One woman with a heart-shaped face stopped to say, “Are you sure you’re allowed to take seaweed off the beach? Don’t you need a permit?” I said no, it was just fine to help yourself. She said she was a retired librarian from Saskatchewan. She had spent a lifetime keeping books organized. I expect that her library was spotless. She surprised me by offering to hold the garbage bag open. “I was brought up on a farm,” she said. She just had plants on the patio of her condo and she bought her compost already made from Home Hardware. She hadn’t realized it would be so hard to meet new people and she was thinking about going back to Saskatchewan in spite of the winters.
Storms tear the seaweed loose and pile it onto the beach in windrows. I prefer rainy days because the rain helps to wash off the salt. After a big storm, there’s usually more than just me collecting seaweed. Today there was a family about a block away. They were very organized. They had six or seven garbage cans, a collection of bags, and they were working two to a team. They looked like the kind of family that got things done. I could imagine them painting their house or cleaning their yard. Each one assigned to a definite task. I wondered if they were a military family.

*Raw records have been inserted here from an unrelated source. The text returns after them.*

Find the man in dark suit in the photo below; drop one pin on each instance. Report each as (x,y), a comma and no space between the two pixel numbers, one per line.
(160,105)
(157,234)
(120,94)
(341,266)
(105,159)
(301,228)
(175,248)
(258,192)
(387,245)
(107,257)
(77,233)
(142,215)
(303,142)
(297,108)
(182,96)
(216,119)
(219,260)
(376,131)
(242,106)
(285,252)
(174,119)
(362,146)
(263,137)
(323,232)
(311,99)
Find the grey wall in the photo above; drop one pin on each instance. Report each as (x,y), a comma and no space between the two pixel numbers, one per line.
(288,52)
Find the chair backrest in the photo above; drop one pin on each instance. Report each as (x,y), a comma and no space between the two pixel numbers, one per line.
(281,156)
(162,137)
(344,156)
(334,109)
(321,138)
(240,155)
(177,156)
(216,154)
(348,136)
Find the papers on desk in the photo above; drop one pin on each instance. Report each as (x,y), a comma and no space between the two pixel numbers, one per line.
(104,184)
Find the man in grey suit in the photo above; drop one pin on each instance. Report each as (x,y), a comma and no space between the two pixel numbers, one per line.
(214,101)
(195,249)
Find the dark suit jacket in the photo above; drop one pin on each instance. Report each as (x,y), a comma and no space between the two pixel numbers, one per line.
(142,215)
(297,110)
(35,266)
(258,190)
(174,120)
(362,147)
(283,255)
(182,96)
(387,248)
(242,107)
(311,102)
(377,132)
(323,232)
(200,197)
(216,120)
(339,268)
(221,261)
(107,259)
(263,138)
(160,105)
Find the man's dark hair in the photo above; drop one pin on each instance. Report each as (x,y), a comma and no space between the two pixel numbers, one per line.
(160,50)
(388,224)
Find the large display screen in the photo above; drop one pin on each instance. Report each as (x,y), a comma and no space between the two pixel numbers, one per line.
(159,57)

Nowadays, it’s so unusual to see a family working together that it calls for speculation.
The ocean was calm, as it always is in a drizzle. Not quite flat, there being a slight rolling motion to the surface even though there was no wind. There were kayakers out. They had their weather gear on and were keeping close to shore. A tug went by towing a barge full of gravel. Then there were three sail boats, one of which had toffee colored sails. I thought I saw a couple of seals but they turned out to be deadheads, those dangerous waterlogged logs that float nearly upright and can stop a boat cold or shatter a keel.
One of the things about collecting seaweed is that people talk to me while I work. I get a chance to tell them about the virtues of compost. The fact that it provides natural nutrients for plants, improves the quality of the soil, holds moisture and, in the compost box, hastens the composting process. The conversation usually veers off in various directions with stories about where they are from (most people in Victoria are from somewhere else), their or their parents or grandparents gardening experiences, or their career or bereavement. Victoria is Canada’s premier retirement city so there are a lot of widows and widowers. Loss is often softened by walking on the beach, by having someone listen to what has happened.
If I just stand around, staring at the water and the view, no one stops to talk. When I’m filling garbage bags or five gallon pails, a lot of people stop to chat. Some, like the librarian, offer to help. I think the difference is that my collecting seaweed gives people an opening line. “Good for the garden?” or “What’re you going to use that for?” When I’m staring into space there aren’t many possible opening lines. “Nice drizzle,” doesn’t seem like a possibility so they go on their lonely way. Maybe that’s the thing about city living that’s needed. More seaweed to collect so people can risk starting a conversation.